UK’s ‘disguised fee’ tax rules unclear

Draft legislation designed to stop investment fund managers from disguising guaranteed fee income as capital gains has created uncertainty for fund managers.

Tax legislation which aims to curb fund managers from giving up fees in exchange for a priority allocation of future profits – with the benefit of paying lower taxes on those profits – has a potentially wider application than expected, say tax experts.

Published on December 10 the draft legislation follows on from George Osborne’s, the UK’s Chancellor of the Exchequer, Autumn Statement where he warned fund managers that the UK government will stop GPs from “disguising guaranteed fee income as capital gains.”

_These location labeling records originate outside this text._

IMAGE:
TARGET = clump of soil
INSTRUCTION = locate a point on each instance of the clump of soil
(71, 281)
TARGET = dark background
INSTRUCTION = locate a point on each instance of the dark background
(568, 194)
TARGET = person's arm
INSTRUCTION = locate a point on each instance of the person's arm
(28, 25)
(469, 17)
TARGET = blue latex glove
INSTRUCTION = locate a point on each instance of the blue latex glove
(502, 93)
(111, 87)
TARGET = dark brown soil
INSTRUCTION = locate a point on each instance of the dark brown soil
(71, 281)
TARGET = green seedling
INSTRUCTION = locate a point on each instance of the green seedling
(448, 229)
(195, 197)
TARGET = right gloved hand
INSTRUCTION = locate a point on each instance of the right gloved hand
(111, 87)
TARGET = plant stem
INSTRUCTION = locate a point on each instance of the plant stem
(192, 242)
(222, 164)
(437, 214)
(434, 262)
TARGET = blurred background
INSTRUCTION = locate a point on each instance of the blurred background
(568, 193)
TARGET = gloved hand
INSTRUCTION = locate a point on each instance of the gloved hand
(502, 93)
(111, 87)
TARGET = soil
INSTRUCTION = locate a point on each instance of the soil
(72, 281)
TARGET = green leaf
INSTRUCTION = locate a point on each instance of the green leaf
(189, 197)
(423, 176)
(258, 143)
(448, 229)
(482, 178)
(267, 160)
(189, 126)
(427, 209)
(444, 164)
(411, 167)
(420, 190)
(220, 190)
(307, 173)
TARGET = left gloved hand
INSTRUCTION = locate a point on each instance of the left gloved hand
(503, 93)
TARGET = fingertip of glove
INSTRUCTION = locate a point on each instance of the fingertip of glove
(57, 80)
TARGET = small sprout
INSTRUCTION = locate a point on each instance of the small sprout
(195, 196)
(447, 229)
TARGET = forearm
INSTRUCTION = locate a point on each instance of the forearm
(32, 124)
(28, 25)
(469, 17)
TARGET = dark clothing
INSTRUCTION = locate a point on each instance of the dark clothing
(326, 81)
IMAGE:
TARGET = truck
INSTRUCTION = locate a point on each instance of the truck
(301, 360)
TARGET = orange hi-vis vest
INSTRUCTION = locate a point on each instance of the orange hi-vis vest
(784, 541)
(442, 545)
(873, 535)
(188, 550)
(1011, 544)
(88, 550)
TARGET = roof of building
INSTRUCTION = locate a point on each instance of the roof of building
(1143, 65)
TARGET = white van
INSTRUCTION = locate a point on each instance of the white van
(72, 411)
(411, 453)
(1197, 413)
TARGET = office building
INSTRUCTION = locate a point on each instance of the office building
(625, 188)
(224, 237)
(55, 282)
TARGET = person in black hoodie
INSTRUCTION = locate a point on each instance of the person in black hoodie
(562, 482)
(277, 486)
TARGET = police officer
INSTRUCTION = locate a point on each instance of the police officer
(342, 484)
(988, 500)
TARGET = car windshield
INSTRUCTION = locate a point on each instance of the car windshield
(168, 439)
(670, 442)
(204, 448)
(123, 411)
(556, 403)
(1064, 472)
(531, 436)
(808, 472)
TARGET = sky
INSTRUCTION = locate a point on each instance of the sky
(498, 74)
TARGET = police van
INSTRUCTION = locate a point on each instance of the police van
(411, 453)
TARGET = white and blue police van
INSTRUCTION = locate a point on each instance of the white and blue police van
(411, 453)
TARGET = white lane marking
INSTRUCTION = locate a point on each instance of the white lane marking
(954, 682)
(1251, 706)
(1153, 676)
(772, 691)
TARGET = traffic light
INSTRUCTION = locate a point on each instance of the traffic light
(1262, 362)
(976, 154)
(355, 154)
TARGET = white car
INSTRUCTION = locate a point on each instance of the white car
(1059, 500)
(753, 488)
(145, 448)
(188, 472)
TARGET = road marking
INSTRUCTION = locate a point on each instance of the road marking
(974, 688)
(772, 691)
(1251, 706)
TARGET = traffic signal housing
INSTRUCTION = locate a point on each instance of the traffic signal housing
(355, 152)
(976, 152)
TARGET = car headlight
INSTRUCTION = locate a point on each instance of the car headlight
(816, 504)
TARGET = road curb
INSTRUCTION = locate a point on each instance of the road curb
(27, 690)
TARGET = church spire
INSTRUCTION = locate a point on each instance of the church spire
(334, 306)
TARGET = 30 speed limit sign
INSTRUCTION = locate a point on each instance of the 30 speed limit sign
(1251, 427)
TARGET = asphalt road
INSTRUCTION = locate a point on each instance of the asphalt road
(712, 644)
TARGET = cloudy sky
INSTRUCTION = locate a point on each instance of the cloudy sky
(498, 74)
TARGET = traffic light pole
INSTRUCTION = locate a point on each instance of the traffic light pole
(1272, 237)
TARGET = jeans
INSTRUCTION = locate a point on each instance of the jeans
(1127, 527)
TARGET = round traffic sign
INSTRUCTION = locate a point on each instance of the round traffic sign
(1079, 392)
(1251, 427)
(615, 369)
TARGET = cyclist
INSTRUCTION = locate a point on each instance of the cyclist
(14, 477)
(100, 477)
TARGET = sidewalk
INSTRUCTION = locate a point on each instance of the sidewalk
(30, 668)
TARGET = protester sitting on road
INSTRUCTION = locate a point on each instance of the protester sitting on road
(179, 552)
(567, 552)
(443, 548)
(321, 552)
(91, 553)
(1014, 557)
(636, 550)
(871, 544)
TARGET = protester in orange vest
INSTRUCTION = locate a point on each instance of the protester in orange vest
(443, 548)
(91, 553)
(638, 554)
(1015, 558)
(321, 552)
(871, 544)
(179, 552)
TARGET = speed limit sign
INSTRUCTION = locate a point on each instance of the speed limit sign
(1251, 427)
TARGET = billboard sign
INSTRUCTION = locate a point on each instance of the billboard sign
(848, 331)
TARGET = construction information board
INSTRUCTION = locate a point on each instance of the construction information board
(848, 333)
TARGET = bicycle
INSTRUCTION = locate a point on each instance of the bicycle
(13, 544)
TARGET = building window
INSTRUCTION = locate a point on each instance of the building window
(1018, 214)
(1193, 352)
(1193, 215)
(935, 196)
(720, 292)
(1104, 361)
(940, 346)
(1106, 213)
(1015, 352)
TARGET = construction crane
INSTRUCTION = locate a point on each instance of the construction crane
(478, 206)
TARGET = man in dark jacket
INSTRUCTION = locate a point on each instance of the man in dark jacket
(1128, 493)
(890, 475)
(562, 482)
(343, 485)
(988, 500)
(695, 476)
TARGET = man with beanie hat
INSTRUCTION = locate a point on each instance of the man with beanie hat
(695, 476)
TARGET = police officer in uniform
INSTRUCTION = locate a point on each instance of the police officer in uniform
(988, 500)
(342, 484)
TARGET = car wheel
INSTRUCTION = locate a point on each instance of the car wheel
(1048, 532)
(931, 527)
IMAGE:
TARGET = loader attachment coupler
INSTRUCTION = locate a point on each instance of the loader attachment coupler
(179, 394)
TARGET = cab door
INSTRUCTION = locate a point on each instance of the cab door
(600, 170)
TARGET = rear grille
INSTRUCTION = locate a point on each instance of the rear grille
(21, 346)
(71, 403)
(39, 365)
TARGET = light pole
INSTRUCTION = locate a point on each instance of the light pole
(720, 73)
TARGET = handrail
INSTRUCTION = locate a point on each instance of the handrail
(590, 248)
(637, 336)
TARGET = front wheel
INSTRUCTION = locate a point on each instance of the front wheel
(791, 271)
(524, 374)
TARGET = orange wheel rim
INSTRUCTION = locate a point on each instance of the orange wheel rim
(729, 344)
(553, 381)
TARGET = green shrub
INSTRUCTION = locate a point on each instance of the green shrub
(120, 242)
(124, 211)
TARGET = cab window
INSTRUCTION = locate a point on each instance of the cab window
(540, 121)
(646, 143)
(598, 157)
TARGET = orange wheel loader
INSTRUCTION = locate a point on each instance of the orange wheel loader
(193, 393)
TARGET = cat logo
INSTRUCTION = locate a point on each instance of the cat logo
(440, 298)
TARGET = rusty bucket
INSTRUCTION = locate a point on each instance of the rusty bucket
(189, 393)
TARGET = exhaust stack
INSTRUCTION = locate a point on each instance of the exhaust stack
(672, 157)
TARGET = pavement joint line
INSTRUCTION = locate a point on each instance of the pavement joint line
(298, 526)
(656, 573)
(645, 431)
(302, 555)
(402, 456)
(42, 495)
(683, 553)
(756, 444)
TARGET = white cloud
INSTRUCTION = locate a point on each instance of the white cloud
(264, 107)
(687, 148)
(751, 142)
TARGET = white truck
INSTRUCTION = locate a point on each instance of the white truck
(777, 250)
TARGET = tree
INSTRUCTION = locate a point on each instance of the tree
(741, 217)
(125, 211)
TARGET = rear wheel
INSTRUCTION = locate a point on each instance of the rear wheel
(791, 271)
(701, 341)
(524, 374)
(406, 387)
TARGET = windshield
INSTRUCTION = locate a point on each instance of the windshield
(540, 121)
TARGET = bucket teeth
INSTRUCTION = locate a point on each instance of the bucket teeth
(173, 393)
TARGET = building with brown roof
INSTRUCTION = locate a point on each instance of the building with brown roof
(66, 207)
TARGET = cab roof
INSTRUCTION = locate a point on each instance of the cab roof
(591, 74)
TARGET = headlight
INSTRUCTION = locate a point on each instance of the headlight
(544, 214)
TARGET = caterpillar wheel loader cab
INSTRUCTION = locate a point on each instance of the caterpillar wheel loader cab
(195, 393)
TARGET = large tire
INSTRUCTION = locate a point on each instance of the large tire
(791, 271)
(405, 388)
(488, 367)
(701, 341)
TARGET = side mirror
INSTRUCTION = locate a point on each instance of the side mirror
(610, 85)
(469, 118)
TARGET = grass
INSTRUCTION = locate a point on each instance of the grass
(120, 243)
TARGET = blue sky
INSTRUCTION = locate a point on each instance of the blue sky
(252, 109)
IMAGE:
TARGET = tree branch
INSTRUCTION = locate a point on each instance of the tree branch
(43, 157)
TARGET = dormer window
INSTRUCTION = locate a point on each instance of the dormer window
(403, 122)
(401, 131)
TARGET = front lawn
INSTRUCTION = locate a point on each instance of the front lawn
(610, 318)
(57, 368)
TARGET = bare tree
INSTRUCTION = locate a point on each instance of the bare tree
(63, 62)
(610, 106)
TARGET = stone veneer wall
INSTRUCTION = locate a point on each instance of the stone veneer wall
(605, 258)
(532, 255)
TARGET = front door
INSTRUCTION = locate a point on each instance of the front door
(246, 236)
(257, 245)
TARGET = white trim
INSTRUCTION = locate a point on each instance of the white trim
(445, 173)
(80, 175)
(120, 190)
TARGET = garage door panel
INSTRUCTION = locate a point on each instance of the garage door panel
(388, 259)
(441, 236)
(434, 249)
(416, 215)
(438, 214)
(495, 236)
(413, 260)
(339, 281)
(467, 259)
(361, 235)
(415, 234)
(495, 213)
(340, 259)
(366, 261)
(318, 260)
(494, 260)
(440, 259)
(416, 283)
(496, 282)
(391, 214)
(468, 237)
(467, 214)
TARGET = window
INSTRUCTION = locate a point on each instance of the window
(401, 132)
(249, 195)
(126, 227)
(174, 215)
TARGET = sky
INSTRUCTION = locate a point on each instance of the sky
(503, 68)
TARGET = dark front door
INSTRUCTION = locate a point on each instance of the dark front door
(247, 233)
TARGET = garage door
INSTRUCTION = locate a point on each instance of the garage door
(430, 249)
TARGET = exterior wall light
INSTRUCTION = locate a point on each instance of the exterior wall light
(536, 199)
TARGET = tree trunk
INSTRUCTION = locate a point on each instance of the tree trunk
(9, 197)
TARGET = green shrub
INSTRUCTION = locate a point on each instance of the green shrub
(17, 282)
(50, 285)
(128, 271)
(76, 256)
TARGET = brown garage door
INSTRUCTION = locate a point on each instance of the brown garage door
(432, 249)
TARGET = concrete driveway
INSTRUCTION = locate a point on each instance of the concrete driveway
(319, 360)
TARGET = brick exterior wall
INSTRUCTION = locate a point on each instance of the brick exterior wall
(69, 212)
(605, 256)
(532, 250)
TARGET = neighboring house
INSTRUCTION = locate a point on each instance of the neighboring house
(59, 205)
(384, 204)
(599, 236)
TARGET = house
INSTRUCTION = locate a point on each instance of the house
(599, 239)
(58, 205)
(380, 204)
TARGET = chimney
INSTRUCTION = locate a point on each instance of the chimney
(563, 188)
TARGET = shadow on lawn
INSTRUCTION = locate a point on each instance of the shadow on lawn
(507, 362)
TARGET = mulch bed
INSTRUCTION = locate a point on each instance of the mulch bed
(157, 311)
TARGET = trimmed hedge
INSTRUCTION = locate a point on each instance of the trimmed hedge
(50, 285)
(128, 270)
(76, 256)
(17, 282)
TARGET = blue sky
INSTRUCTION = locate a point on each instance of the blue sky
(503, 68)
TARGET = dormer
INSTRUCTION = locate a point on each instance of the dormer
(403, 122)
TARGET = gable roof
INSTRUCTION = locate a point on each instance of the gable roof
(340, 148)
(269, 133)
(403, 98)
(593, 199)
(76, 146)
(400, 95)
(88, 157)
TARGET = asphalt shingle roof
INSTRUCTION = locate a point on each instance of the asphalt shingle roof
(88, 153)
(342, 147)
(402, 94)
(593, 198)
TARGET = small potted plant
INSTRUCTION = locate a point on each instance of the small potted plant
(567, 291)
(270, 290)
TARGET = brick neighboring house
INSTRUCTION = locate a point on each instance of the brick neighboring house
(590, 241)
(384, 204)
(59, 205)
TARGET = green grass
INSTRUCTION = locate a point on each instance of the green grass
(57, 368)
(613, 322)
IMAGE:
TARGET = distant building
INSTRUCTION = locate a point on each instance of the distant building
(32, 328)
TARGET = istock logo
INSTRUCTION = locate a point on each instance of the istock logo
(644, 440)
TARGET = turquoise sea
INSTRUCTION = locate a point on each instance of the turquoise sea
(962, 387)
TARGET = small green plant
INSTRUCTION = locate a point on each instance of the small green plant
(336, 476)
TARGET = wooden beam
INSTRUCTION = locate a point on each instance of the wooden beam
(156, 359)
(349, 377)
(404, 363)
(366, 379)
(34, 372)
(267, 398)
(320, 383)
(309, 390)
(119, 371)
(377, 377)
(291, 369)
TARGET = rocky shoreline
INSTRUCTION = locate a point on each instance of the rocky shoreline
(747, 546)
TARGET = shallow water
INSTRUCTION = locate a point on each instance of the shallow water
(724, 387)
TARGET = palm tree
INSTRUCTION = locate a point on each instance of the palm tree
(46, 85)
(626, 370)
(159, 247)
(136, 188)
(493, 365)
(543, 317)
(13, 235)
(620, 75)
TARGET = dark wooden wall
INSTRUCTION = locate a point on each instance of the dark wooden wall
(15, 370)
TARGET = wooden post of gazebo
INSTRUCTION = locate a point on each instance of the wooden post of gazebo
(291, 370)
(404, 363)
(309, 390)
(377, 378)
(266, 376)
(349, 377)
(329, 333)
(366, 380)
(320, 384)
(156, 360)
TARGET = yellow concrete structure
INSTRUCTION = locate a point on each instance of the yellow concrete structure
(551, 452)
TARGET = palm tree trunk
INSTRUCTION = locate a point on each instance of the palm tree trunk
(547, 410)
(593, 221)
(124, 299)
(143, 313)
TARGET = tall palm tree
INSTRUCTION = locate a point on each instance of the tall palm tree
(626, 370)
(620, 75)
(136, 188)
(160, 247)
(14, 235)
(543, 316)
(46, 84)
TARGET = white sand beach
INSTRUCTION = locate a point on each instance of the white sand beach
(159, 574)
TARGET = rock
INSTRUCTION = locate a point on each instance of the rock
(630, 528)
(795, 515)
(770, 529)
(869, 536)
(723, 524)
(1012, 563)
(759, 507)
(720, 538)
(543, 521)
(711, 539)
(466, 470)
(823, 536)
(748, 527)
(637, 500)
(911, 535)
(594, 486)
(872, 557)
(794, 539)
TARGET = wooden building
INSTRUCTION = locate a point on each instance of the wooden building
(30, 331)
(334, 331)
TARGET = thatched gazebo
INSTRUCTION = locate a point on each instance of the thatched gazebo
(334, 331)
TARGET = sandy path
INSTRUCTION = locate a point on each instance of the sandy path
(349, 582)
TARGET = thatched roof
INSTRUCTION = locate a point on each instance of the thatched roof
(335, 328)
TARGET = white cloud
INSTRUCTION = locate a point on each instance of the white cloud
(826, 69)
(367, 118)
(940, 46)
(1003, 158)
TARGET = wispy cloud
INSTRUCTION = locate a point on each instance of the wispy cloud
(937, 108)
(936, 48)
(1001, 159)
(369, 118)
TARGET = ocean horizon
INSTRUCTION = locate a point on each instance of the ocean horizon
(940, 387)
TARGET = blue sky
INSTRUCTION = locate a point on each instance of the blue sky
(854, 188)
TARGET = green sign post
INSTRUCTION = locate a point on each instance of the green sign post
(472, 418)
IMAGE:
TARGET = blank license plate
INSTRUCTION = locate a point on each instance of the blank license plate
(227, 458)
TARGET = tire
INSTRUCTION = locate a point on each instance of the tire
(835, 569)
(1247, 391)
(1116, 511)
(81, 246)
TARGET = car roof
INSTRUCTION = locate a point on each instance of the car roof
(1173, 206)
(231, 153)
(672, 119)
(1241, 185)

Fund managers’ concerns were initially calmed by the explicit promise from Osborne that individuals’ investment returns and carried interest would not be affected. But, tax lawyers said the new tax rules “over-reach” because they define the terms “carried interest” and “investment return” narrowly and say that everything else is a “management fee”.

Carried interest is defined restrictively as being payments made “out of profits” after investors have received the repayment of their initial investment plus a preferred return, which must be at least 6 percent compounded. Return on investment is then defined, surprisingly according to multiple tax lawyers, as a return reasonably comparable to a commercial rate of interest.

“In labelling some payments to investment managers as ‘disguised fee income’, this is the latest example in a trend on the part of [UK tax authority] HMRC to label many perfectly commercial arrangements as some other type of arrangement ‘in disguise’ in order to collect a greater amount of tax,” said Ben Eaton a UK tax partner at law firm Goodwin Procter. “If this approach continues to become more widespread it will sow further uncertainty into our already over-complex tax regime.”

The new rules are expected to apply from April 6, 2015.